Jeongguk onun sözüne güveniyordu ama hala ufak endişeleri vardı. Bu yüzden sabahın erken saatlerinde güneş henüz yeni tamamen doğmuşken kalkar kalkmaz zindana gelmişti. Yalnızca ablası dediğini gerçekten yapmış mıydı merak etmişti. Eh, umduğunu da bulmuştu. Geldiğinde Jimin elindeki kasenin henüz yarısındaydı. 

"Kontrol etmek istedim." Onun kısaca cevaplamasının ardından Jimin bitirdiği kaseyi oturakta yanına koydu ve dudaklarını yaladı. Ne diyeceğini bilmiyordu. Jeongguk haklıydı. Daha önce savaş planları konuşmak dışında başka hiçbir konu üzerinde kendi yaşıtlarında biriyle konuşmamıştı. Bu konularda aşırı bilgili olduğu falan da yoktu ve karşısındaki mavi gözlünün ısrarla yüzüne bakıyor olması işleri daha da çıkmaza sokuyordu. 

"Tamam, kontrol ettin. Git artık." Jeongguk ondan yine yalnızca huysuzluk kokan cümlelerle yanıt aldığı için yanaklarını şişirdi. Ardından sesli bir şekilde nefes verdi ve arkasında birleştirdiği ellerini sıktı hafifçe konuşmadan önce. Aslında şu anda burada olması için gerçekten hiçbir sebep yoktu ama çok fazla sıkılıyordu. Babası ve Taehyung hala gelmemişti. Henüz sabahın erken saatleri olmasına rağmen yapacak hiçbir şeyi yokmuş gibi hissediyordu ve üstelik, nöbet değişim zamanına da tahminince epey daha vardı. 

"Saçların neden sarı?" Aklına gelen ve cevaplanabilmesi en kolay soruyu sorduğunda, pekala Jimin'den bir cevap alacağını düşünmüyordu. Önceki gün de ona bu soruyu sormuştu sarı saçları ilgisini çektiği için ama herhangi bir cevap alamamıştı. Bu yüzden yeniden dile getiriyordu. İnat edecek, eninde sonunda sebebini öğrenecekti. Neyse ki inadını o kadar uzun süre sürdürmesine gerek kalmamıştı çünkü Jimin bu sefer gözlerini devirerek ona karşılık vermişti. 

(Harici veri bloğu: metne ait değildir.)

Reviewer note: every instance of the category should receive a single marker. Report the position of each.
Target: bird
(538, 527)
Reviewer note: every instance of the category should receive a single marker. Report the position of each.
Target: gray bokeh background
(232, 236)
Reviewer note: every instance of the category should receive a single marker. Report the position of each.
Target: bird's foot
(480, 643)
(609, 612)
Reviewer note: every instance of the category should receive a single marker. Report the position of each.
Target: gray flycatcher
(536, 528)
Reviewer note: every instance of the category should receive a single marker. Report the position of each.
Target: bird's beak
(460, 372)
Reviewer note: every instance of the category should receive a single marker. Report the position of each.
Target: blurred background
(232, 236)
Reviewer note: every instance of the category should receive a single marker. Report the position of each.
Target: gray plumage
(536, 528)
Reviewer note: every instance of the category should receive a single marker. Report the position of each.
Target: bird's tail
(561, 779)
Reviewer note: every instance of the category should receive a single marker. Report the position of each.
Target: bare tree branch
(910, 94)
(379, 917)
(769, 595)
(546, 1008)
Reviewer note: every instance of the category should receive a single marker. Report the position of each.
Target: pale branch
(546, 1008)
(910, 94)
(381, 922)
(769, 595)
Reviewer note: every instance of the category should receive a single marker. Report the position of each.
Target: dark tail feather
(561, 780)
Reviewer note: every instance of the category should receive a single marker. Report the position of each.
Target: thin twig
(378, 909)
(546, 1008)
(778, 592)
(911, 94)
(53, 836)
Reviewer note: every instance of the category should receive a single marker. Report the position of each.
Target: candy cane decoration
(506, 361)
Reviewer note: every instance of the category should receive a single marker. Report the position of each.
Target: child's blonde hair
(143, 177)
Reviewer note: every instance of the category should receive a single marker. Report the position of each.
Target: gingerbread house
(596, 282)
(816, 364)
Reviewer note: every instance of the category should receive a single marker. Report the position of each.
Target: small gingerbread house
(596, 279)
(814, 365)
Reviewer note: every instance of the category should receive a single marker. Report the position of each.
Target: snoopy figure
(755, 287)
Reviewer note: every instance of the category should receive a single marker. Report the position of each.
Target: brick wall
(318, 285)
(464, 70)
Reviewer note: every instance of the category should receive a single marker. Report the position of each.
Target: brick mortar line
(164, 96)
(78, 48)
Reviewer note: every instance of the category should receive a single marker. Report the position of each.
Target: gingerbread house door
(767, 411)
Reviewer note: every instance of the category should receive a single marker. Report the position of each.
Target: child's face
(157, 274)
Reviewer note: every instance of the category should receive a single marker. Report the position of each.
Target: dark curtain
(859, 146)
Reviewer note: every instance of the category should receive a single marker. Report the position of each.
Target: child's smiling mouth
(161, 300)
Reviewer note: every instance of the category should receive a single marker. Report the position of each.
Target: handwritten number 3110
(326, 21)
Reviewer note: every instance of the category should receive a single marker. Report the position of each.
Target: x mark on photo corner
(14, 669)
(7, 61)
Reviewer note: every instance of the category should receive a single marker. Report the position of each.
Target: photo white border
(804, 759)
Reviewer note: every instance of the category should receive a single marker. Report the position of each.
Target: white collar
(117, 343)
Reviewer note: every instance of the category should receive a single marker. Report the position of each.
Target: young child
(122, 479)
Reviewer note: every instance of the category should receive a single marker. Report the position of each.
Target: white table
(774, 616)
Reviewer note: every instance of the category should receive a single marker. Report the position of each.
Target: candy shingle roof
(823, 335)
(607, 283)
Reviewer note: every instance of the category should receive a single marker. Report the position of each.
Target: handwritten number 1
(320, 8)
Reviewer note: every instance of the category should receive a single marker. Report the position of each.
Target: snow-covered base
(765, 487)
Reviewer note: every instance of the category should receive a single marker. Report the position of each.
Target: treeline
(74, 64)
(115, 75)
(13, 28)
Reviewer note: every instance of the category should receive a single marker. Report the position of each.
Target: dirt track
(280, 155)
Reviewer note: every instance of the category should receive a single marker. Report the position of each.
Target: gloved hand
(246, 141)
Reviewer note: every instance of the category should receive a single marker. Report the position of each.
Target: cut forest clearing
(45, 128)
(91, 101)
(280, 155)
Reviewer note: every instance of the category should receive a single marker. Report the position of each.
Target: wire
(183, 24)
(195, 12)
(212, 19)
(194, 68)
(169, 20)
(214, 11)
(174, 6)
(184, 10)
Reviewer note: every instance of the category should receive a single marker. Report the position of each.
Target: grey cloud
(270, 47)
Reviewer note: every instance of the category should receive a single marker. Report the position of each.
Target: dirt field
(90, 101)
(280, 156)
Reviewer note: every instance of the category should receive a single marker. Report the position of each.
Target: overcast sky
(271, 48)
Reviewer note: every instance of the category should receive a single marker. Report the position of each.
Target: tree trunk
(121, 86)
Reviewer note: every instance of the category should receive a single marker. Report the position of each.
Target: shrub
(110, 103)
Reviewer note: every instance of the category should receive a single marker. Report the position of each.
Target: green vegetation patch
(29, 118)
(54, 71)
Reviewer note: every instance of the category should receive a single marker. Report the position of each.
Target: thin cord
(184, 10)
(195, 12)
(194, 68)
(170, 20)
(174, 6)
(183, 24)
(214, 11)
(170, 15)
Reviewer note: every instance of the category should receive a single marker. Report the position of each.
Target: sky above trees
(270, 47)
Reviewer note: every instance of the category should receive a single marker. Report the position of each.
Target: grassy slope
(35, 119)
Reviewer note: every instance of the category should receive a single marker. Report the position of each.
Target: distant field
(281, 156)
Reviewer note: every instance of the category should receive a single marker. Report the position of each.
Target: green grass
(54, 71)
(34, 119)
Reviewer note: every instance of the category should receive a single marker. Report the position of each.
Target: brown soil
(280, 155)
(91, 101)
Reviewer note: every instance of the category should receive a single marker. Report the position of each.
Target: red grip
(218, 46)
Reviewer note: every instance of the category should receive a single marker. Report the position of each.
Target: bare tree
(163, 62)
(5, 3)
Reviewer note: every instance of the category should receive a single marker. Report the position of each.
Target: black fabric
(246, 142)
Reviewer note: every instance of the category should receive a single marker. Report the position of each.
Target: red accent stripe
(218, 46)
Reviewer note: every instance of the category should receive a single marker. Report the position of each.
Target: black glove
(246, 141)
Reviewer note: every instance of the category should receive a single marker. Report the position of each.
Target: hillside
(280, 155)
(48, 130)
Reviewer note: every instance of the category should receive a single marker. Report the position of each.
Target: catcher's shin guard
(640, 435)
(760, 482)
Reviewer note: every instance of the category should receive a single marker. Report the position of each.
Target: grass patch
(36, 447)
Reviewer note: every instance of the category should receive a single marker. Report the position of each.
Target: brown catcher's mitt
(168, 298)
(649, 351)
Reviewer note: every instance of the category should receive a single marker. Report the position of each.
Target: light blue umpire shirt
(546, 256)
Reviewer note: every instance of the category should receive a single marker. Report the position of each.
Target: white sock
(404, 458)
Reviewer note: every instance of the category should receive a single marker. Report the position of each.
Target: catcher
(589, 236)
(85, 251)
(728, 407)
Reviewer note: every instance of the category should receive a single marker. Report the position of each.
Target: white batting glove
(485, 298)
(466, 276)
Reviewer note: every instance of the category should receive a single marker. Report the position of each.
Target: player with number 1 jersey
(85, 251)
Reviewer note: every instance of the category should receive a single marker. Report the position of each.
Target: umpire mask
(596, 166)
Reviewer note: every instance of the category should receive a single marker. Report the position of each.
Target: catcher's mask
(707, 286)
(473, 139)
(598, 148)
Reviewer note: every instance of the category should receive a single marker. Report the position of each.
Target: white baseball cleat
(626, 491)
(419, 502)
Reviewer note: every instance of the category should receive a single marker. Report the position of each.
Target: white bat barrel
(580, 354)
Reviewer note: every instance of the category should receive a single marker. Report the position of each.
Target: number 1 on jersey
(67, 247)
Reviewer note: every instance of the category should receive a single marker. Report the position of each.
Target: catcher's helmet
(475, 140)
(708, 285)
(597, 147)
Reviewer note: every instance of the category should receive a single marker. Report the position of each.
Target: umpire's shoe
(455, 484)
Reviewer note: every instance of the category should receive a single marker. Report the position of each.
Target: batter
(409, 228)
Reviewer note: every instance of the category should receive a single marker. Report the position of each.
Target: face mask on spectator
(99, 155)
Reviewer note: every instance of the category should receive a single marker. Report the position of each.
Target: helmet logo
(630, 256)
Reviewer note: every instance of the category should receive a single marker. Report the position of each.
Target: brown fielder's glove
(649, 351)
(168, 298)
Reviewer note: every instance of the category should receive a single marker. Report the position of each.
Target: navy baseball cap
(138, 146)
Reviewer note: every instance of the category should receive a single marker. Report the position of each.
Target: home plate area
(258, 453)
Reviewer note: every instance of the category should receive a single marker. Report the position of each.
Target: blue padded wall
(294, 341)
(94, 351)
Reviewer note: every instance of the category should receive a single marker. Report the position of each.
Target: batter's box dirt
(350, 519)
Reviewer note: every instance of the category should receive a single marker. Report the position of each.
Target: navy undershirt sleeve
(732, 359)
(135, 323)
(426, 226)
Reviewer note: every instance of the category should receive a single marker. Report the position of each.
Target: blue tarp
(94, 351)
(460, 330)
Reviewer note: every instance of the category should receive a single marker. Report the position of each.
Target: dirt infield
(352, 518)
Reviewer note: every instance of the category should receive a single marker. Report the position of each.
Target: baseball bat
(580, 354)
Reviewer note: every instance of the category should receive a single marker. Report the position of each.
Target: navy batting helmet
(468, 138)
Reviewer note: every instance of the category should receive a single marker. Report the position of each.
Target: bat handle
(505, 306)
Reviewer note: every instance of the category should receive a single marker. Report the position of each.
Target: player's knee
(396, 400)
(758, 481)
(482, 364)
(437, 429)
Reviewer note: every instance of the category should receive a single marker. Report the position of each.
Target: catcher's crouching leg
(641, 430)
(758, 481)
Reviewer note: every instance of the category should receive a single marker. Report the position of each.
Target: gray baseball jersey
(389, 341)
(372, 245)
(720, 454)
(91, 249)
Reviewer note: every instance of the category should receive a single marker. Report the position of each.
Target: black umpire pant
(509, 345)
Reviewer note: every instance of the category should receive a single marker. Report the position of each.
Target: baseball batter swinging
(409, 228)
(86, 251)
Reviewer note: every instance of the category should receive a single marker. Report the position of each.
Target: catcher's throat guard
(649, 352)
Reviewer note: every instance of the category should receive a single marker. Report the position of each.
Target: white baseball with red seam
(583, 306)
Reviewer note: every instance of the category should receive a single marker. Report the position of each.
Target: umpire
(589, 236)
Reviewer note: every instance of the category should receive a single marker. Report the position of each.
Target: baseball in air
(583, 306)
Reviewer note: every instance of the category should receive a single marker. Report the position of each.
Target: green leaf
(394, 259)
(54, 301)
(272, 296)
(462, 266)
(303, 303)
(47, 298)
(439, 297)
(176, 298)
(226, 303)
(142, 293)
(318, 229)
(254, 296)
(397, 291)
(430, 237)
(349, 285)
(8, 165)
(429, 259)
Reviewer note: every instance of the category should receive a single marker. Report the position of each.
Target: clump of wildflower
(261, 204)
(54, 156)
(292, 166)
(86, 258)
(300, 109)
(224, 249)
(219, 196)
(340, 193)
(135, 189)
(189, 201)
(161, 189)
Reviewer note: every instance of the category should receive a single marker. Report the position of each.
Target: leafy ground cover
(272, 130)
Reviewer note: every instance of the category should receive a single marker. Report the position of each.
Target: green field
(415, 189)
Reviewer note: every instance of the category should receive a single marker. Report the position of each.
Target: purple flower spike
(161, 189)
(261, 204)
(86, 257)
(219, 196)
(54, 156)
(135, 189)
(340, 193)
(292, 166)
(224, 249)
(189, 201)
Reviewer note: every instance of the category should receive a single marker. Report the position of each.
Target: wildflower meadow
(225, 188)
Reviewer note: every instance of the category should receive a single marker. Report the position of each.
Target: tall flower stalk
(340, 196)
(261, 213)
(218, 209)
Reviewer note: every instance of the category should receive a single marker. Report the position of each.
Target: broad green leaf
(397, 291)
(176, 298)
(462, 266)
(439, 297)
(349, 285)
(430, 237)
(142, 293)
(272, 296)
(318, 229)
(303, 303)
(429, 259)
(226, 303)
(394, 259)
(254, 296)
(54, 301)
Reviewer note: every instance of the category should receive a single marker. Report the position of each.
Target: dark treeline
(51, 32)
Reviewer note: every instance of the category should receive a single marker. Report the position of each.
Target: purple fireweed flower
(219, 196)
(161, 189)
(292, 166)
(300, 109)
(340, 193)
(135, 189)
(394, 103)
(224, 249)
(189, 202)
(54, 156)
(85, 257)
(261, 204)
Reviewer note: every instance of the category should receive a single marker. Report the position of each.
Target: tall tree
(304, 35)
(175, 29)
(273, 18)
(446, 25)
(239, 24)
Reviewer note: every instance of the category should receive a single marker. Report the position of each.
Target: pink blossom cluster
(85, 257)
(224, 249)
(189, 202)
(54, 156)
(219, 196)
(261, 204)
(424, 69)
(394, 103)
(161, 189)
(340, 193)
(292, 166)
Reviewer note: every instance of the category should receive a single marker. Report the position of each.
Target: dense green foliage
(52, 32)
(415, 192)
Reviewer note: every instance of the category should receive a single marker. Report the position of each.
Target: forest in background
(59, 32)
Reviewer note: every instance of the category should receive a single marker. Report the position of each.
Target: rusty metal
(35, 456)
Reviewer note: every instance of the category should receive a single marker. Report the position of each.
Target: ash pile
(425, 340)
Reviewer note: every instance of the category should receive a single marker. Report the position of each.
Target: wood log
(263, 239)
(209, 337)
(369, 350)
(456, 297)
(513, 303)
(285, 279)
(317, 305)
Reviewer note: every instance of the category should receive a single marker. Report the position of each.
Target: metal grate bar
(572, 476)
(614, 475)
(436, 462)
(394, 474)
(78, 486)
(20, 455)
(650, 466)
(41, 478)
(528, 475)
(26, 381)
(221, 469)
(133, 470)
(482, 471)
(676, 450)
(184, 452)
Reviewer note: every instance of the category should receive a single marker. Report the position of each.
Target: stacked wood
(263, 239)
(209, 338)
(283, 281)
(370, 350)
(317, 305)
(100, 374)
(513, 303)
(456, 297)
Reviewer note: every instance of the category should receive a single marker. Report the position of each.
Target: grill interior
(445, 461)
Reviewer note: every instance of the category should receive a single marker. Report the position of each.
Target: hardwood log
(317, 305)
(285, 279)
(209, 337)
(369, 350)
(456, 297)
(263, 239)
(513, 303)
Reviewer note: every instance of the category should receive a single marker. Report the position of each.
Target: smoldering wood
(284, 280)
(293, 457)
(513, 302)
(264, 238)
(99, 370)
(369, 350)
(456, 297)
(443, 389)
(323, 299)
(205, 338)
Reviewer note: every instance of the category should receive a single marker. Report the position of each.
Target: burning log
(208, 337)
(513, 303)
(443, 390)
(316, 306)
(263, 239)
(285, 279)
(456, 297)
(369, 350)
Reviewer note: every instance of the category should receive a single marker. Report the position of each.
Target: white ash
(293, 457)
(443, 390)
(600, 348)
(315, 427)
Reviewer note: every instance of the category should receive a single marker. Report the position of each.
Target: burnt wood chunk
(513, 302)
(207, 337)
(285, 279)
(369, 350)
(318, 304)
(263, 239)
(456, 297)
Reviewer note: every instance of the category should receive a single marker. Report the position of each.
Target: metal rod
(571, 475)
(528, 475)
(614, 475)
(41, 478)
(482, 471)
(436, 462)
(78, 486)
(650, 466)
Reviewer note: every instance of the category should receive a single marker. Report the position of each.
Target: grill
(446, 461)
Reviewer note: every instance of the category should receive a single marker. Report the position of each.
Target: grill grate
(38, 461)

"Annemin saçları sarı. Oldu mu?" Jeongguk başını ona bir anda çevirerek gözlerine baktıktan sonra konuşan beden en sonunda merakını giderse bile, bu sefer başka bir şeyi merak etmişti. Gözleri merakla irileşirken, "Annenin saçları neden sarı?" diye sordu bu sefer. Jimin ilkinin hemen ardından gelen bu soru ona küçükken annesine aynı soruyu sorduğu zamanı hatırlatırken iri dudaklarını birbirine bastırdı ve, "Çünkü o çok uzaklardan geliyor." dedi. Kendisinin de zamanında aldığı cevap aynen buydu.